Without wasting any more time, let’s get to it!
In a hurry? Check below for the major talking points of the article;
- The Swensen Portfolio is another top lazy portfolio popular among investors.
- It was created by David Swensen, the President and Chief Investment Officer at Yale University Endowment.
- The portfolio is a blend of safer assets, including US stocks and Intermediate bonds.
- It prioritizes diversification with exposure to significant opportunities and minimizes risks.
- The David Swensen Portfolio is suitable for young investors and real estate enthusiasts.
- Investors can replicate the traditional Swensen portfolio using certain ETFs available in the current market.
Who is David Swensen?
David F. Swensen is a household name in the investment circle. Asides from being the pioneer of the famous David Swensen Portfolio, Swensen was also a well-known money manager whose exploits with Yale’s endowment fund remain preserved in history. He started his professional career on Wall Street with two three-year stints at Lehman Brothers and Salomon Brothers. Among other things, Swensen revolutionized the endowment investing system and elevated Yale’s fund as the best-performing fund in the United States over a two-decade period.
Swensen authored two books – “Pioneering Portfolio Management: An Unconventional Approach to Institutional Investment” and “Unconventional Success: A Fundamental Approach to Personal Investment” which put forward his thoughts to the investment community. His strategy has always been about broad diversification. More than mixing stocks and bonds, he believed combining safer assets that offer considerable exposure but with minimal risks is the way to weather the investment storm in the long run. Unfortunately, he lost his long battle with cancer in 2021 at 67.
The David Swensen Portfolio Explained
Now that we know who David Swensen is let’s talk about the portfolio he created. The David Swensen Portfolio was designed to serve as a contrarian model focusing on a well-diversified but equity-oriented asset allocation. It requires investors to show courage and play the long game, thereby rewarding them with considerable and often above-market performance over time.
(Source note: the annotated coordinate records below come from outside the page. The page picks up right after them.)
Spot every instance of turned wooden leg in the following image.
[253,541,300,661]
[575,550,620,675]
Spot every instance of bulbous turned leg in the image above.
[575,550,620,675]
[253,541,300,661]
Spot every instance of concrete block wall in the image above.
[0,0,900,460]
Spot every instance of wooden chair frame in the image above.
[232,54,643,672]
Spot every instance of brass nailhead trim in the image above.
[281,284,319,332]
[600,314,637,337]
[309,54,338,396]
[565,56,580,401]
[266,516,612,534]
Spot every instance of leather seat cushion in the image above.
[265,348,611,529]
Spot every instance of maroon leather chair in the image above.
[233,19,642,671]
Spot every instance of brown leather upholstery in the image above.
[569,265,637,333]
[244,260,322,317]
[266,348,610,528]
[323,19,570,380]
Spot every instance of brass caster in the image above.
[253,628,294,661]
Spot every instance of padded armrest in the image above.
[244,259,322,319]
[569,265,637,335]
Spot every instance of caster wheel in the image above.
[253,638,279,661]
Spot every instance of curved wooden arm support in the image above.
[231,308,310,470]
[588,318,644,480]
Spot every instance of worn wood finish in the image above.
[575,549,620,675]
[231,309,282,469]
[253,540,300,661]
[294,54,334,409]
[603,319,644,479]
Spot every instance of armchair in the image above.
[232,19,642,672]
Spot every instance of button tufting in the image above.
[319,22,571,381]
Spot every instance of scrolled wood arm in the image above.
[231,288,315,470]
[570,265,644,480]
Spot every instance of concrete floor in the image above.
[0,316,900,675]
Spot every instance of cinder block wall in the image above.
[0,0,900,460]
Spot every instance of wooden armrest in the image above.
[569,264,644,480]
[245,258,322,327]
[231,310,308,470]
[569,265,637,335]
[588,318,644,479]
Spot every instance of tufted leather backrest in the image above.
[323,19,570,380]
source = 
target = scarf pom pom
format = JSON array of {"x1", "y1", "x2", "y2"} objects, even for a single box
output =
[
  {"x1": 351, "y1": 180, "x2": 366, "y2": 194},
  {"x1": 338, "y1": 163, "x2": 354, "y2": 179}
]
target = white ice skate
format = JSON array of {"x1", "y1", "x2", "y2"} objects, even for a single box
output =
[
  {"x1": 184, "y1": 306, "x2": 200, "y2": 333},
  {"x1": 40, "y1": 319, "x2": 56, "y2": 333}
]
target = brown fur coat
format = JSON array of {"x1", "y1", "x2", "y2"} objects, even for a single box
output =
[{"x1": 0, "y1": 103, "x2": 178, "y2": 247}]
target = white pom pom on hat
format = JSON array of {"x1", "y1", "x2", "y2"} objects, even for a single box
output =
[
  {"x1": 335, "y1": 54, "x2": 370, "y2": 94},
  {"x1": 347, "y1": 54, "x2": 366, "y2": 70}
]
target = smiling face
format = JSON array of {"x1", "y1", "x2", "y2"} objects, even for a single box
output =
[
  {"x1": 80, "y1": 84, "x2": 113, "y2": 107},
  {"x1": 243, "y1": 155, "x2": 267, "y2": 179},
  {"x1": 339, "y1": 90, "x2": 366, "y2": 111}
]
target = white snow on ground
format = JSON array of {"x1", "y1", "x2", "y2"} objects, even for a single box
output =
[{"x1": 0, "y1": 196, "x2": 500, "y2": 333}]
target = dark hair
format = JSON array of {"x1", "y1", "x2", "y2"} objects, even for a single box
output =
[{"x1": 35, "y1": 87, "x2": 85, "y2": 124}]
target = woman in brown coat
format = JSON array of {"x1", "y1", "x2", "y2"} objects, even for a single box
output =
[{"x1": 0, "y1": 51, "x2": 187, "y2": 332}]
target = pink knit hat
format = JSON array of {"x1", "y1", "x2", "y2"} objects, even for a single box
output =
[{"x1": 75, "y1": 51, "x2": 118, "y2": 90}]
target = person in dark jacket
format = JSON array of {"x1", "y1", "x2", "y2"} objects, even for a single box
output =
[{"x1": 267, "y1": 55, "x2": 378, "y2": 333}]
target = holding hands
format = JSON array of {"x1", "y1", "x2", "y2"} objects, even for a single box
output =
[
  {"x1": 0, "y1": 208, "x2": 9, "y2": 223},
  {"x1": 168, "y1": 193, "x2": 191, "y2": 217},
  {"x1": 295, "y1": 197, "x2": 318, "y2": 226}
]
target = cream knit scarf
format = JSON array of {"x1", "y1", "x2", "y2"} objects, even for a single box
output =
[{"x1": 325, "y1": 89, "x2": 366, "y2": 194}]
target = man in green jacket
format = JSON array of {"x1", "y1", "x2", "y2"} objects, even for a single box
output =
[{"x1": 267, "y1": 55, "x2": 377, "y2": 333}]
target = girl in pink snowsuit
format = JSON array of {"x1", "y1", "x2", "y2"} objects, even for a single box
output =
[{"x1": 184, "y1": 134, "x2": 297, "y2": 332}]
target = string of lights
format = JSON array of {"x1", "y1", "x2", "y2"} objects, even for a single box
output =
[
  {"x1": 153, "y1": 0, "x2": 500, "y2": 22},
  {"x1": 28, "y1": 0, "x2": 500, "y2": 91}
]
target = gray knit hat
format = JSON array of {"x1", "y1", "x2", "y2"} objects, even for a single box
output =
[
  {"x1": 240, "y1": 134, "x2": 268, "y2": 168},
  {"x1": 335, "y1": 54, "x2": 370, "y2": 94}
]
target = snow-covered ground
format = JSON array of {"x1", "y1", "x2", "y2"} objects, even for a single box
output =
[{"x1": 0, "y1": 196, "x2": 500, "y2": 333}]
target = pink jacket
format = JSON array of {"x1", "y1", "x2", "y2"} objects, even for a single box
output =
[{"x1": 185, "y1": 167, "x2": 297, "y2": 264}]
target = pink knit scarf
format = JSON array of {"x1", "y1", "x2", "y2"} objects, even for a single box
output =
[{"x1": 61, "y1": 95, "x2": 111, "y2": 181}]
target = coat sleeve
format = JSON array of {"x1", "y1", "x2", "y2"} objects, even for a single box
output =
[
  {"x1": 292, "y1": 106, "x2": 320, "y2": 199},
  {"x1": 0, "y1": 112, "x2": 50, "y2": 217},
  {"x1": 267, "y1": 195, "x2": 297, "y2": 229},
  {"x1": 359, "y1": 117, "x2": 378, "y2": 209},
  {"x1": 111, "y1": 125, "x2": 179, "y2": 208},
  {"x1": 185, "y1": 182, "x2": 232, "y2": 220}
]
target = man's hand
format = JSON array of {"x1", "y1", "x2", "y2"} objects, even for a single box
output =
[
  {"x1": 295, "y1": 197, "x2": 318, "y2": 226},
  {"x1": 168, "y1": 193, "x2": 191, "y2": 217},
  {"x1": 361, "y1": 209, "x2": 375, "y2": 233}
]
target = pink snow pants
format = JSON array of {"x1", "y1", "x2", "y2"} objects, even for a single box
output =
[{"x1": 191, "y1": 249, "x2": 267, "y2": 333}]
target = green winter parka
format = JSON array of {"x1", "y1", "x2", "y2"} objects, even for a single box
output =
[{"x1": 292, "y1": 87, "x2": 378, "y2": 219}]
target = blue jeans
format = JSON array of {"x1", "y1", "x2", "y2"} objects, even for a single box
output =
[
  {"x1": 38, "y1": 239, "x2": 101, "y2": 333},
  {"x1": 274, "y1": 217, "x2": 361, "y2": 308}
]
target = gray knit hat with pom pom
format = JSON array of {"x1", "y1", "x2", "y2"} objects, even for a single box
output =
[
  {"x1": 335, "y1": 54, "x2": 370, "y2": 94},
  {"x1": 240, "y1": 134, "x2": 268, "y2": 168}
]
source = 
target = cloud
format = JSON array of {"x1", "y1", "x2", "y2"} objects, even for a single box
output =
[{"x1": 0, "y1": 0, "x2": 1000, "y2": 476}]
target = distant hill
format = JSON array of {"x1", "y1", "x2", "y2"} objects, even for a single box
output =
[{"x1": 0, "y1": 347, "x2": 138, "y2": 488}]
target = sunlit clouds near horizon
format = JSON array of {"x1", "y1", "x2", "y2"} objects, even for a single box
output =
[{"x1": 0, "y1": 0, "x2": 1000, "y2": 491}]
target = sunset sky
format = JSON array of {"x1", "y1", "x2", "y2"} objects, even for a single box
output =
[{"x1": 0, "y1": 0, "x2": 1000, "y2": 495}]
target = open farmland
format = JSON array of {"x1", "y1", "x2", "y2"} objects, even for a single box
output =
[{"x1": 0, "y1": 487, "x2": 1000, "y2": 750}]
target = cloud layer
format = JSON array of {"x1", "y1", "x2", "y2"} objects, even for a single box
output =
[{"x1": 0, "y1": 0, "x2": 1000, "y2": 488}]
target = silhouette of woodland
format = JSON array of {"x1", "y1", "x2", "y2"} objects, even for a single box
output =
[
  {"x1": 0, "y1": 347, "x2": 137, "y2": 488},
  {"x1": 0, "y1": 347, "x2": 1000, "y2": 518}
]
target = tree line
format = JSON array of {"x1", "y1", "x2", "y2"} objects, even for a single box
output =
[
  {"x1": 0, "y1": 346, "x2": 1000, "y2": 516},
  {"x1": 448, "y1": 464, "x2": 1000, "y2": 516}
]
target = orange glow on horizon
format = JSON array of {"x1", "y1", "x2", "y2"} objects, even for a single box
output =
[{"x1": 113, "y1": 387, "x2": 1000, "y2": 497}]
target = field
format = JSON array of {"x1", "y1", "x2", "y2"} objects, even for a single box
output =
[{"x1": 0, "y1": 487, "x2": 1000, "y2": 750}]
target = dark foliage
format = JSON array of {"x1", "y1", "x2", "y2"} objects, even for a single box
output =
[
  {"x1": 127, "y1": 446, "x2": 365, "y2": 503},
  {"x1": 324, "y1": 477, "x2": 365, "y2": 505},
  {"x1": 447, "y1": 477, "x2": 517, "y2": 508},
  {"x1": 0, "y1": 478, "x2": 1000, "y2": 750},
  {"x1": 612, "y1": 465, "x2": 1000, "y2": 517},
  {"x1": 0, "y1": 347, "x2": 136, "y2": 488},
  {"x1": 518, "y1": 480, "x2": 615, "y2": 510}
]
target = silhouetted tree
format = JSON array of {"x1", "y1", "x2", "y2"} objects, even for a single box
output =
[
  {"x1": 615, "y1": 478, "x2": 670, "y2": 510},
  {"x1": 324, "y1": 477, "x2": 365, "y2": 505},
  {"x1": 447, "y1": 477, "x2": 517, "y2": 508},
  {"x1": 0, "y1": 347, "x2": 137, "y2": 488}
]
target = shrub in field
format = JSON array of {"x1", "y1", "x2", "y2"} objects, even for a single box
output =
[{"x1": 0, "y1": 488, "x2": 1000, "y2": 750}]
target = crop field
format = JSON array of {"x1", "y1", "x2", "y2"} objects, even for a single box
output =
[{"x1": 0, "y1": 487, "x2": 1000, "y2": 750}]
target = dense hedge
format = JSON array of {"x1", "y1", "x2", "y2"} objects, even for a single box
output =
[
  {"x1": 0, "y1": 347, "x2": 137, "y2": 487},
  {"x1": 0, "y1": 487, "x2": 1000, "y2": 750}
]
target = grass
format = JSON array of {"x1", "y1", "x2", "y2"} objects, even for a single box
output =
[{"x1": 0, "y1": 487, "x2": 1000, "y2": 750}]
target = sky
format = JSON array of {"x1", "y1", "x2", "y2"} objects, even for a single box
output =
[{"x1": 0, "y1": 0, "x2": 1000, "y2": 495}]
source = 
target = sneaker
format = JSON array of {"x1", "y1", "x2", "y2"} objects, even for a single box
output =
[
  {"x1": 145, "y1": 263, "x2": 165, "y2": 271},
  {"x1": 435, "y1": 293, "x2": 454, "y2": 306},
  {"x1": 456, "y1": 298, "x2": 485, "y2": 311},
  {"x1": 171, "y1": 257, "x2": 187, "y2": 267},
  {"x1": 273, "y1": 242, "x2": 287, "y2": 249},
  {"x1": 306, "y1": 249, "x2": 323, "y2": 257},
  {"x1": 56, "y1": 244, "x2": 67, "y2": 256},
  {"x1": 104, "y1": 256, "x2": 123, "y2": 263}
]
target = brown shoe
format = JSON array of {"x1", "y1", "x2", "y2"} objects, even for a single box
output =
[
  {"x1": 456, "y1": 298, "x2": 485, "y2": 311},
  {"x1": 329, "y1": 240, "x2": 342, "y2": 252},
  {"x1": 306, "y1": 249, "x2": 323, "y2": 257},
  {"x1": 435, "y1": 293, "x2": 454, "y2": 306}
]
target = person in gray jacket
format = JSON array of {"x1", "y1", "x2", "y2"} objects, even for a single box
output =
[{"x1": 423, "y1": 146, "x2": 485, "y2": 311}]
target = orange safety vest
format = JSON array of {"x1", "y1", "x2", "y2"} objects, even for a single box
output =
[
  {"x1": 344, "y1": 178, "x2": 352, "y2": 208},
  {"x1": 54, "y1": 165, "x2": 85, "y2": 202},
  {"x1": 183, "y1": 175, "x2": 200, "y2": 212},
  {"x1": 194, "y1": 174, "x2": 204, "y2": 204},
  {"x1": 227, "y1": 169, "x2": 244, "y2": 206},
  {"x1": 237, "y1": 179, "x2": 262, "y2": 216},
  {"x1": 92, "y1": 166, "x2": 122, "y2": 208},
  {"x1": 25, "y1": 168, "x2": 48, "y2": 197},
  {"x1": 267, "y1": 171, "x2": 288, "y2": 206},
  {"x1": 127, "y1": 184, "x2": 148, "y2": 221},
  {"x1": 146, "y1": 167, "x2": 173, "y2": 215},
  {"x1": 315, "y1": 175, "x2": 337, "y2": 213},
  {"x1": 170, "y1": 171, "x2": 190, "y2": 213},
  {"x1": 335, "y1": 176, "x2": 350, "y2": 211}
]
It is a portfolio that invests in multiple types and classes of assets within and beyond the United States. Despite its apparent tilt to more real estate assets, the portfolio has returned impressive success in the market over time. I must state, at this point, that the Swensen Portfolio is not the same as the Yale Portfolio. David Swensen invented both, but the Yale endowment model inspired the latter under his watch at Yale.
The major differences between the David Swensen and Yale Endowment Model portfolios lie in their asset allocation and investment strategy. For example, only institutional investors can access the exotics in the Yale Portfolio. However, every investor can model the David Swensen Portfolio to their taste.
What is the Swensen Portfolio Investment Strategy?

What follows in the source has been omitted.